Sun Or Shade –These Six Shrubs Don’t Care

Mountain laurel at I-26 Rest Area, Asheville, NC

Daphne odora ‘Aureomarginata’ at Biltmore Estates, Asheville, NC

A surprising number of flowering shrubs perform beautifully in either sun or shade, making them quite versatile where planning a landscape. All can be utilize around outdoor living areas such as decks and patios. Several good candidates are these six:  

  1. Japanese pieris, aka lily of the valley shrub (Pieris japonica) is a versatile shrub for sun to part shade (USDA hardiness zones 5 to 8). This broadleaf evergreen shrub grows to 8-12 feet tall and up to 8 to 10 feet wide; most cultivated cultivars are generally smaller in size.
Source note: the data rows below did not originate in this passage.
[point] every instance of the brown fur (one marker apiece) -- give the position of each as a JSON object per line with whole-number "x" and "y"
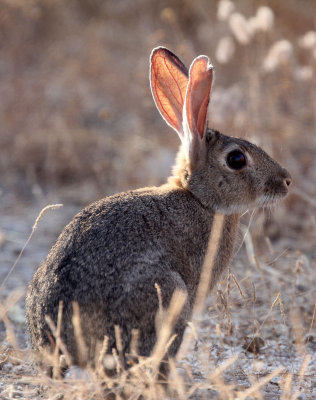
{"x": 110, "y": 256}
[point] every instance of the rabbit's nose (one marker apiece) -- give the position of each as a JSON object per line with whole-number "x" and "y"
{"x": 287, "y": 181}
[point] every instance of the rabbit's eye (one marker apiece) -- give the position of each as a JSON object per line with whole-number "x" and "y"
{"x": 236, "y": 159}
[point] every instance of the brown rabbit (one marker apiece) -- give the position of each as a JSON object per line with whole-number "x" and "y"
{"x": 110, "y": 256}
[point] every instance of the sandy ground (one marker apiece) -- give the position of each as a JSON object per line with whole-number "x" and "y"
{"x": 273, "y": 299}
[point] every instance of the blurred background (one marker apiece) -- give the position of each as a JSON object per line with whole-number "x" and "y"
{"x": 77, "y": 118}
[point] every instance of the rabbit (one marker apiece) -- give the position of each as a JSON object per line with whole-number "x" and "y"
{"x": 110, "y": 258}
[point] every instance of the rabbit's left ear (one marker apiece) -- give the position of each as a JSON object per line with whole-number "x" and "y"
{"x": 197, "y": 99}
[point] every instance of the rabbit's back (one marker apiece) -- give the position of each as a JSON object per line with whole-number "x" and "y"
{"x": 108, "y": 259}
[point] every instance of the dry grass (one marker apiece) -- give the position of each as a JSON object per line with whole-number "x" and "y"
{"x": 77, "y": 119}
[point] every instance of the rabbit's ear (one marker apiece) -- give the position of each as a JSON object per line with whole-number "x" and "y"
{"x": 196, "y": 103}
{"x": 168, "y": 82}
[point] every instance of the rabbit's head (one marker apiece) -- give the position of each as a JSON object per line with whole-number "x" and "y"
{"x": 227, "y": 174}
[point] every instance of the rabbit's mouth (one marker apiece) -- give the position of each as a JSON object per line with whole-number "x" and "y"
{"x": 267, "y": 200}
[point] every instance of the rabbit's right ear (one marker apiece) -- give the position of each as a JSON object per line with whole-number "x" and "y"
{"x": 168, "y": 82}
{"x": 197, "y": 99}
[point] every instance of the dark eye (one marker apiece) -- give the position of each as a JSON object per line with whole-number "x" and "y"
{"x": 236, "y": 159}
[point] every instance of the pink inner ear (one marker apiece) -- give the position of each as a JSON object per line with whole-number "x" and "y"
{"x": 198, "y": 94}
{"x": 169, "y": 79}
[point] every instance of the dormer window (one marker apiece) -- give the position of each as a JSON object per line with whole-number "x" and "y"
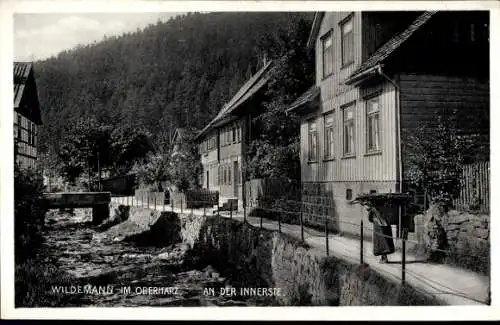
{"x": 327, "y": 48}
{"x": 347, "y": 41}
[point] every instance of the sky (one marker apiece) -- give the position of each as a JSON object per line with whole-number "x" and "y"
{"x": 39, "y": 36}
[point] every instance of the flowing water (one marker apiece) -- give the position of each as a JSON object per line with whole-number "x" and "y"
{"x": 108, "y": 272}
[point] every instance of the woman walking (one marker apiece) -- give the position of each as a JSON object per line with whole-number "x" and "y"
{"x": 382, "y": 235}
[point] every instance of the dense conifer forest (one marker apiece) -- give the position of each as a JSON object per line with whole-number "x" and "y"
{"x": 172, "y": 74}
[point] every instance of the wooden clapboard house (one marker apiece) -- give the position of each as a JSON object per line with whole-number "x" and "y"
{"x": 223, "y": 142}
{"x": 27, "y": 117}
{"x": 379, "y": 75}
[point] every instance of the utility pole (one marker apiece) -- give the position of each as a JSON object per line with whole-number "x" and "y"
{"x": 99, "y": 167}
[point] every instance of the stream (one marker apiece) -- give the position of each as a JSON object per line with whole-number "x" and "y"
{"x": 112, "y": 273}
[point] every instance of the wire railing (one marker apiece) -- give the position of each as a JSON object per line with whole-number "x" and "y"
{"x": 295, "y": 224}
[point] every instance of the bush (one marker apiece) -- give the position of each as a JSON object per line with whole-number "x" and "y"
{"x": 28, "y": 211}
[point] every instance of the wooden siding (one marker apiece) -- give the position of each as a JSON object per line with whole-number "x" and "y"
{"x": 26, "y": 155}
{"x": 333, "y": 85}
{"x": 423, "y": 95}
{"x": 222, "y": 157}
{"x": 474, "y": 188}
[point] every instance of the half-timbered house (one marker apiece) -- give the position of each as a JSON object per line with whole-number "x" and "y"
{"x": 223, "y": 142}
{"x": 379, "y": 75}
{"x": 27, "y": 115}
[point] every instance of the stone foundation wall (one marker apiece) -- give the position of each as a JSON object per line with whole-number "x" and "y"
{"x": 265, "y": 258}
{"x": 466, "y": 237}
{"x": 262, "y": 258}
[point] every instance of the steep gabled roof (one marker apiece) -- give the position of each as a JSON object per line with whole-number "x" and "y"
{"x": 21, "y": 73}
{"x": 251, "y": 86}
{"x": 313, "y": 35}
{"x": 385, "y": 51}
{"x": 24, "y": 84}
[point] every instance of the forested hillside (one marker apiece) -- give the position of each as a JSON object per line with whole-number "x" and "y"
{"x": 173, "y": 74}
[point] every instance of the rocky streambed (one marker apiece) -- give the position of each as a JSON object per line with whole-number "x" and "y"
{"x": 110, "y": 271}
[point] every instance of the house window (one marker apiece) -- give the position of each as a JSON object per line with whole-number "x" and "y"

New spring foliage emerges with a bright, rich orangey or bronze tint, which matures to dark, glossy green in summer. Leaf size ranges from 1 to 3.5 inches long.
  2. Winter daphne (Daphne odora) is a broadleaf evergreen best grown in warmer climates (zones 7 to 9). It blooms from late-winter into early spring;. Soft pink to white flowers are sweetly fragrant. Leaves may scorch in full sun. Winter Daphne grows 3 to 4 feet tall with a spread of 2 to 4 feet.. Foliage is glossy and leathery; each obovate, 4-inch-long leaf is a rich, deep green. Several cultivars are available with ‘Aureomarginata’ (creamy or golden leaf edges are popular.
  3. Oakleaf hydrangea (Hydrangea quercifolia) is among the largest of the six shrubs, reaching 6 to 8 feet tall and wide provided you select the correct cultivars. Species oakleafs easily grow 2-3 times larger. Shrub blooms on old wood; if pruning is necessary, wait until after flowering (zones 5 to 9).
  4. Japanese kerria (Kerria japonica) is frequently mistaken for forsythia as both bear bright yellow flowers in spring and display a low-growing, arching shrub habit. Its flowers are single, five-petaled, yellow to golden yellow, rose-like blooms. Kerria grows to 3-6 feet tall and to 6-8 feet wide on slender, green stems that retain their color in winter. It is both deer and drought tolerant (zones 4 to 9).
  5. Mountain laurel (Kalmia latifolia), related to Japanese Pieris, are at home in 1-2 hours of dappled or filtered sunlight. This evergreen shrub grows 5-7 feet tall and wide with glossy green 4-5 inch long leaves. Select from over 40 colorful cultivars, ranging from white, pink, pink-rose flowers which open in May (zones 5-9).
  6. Leatherleaf mahonia (Mahonia bealei) is native to the forested areas of the far western U.S., reliably hardy in zones 5 to 8 and copes with considerable shade. It’s a broadleaf evergreen with a spreading to upright habit, usually reaching 4 – 6 feet tall by 4 – 5 feet wide, although if sited close to a wall or fence, it can be trained to grow taller.

All shrubs prefer moist, rich, well-drained soils and some amounts of morning sunlight. They are moderately drought tolerant after the first year. Flowers attract bees; fruit attracts birds deer resistant, birds love the berries. Prune within 4-6 weeks after spring bloom has ended.